6. Regular Expressions

6.1 The Matcher

This quote from Jamie Zawinski summarizes everything you need to know about regular expressions.

"Some people, when confronted with a problem, think 'I know, I'll use regular expressions.' Now they have two problems."

Do you still want to read this chapter? Regular expressions are good to know. They can help you parse strings without having to write much code. Regular expressions are their own language that specify the make-up of an acceptable string. A matcher applies a regular expression pattern to a string to check for a match and to extract substrings.

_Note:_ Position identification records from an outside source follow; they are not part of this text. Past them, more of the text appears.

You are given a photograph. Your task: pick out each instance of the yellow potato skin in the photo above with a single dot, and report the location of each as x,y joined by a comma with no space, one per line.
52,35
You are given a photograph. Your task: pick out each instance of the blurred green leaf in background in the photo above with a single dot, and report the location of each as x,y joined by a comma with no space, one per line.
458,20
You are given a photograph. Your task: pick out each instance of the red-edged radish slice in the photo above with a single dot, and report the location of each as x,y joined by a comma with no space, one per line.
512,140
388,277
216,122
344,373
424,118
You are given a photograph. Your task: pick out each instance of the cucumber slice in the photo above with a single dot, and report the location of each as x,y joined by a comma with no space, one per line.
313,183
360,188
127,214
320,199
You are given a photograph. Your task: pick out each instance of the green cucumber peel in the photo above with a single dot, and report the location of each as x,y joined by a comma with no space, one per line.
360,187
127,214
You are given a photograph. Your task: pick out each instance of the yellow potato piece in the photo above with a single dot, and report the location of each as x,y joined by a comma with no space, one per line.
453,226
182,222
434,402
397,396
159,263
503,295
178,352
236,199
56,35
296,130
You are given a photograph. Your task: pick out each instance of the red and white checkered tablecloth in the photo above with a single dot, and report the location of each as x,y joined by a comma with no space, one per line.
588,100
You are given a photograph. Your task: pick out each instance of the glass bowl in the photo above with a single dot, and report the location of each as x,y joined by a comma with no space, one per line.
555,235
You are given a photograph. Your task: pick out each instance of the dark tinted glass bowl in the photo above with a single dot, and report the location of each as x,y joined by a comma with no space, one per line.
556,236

In Sleep ismatch and hasmatch functions use regular expressions to check if a string matches a pattern. The function &matches extracts substrings based on the results of a pattern applied to a string. The function &replace uses regular expressions to specify patterns of text to replace. And the function &split uses a regular expression as the delimeter for breaking a string into several pieces.

All of this functionality uses the same underlying matcher engine. Before use the regular expression engine compiles the pattern into a state machine. The matcher then starts at the beginning of the state machine and at the beginning of your string. The matcher consumes characters from the input string until it satisfies the current state. It then tries to satisfy the next state in the state machine. The matcher "backtracks" to a previous state with another potential path when it cannot satisfy the current state. A successful match will consume the entire string and end in a success state of the pattern. The string is a non-match when these conditions aren't met.

This diagram shows the string "foobar" applied to the pattern 'f\w{2}b(ar|oo)'. This pattern matches any string that begins with "f", followed by 2 letters, followed by a "b", followed by "ar" or "oo". The arrow to from the matcher to the string represents the current string location. The arrow from the matcher to the \w{2} state represents the current pattern element.

6.2 Pattern Elements

There are several constructs within the regular expression language you should be aware of. Pattern elements represent a set of one or more acceptable characters. Pattern elements are literal characters, character classes, and groups. Groups consist of regular expression patterns sometimes with special options or logical operators. Quantifiers repeat a pattern element a fixed or variable number of times.

Literal Characters

Literal characters are the simplest pattern element. The pattern 'a' matches the string "a". The pattern 'ardvark' matches the string "ardvark". Literal characters specify the only character that the matcher will accept from the current string location.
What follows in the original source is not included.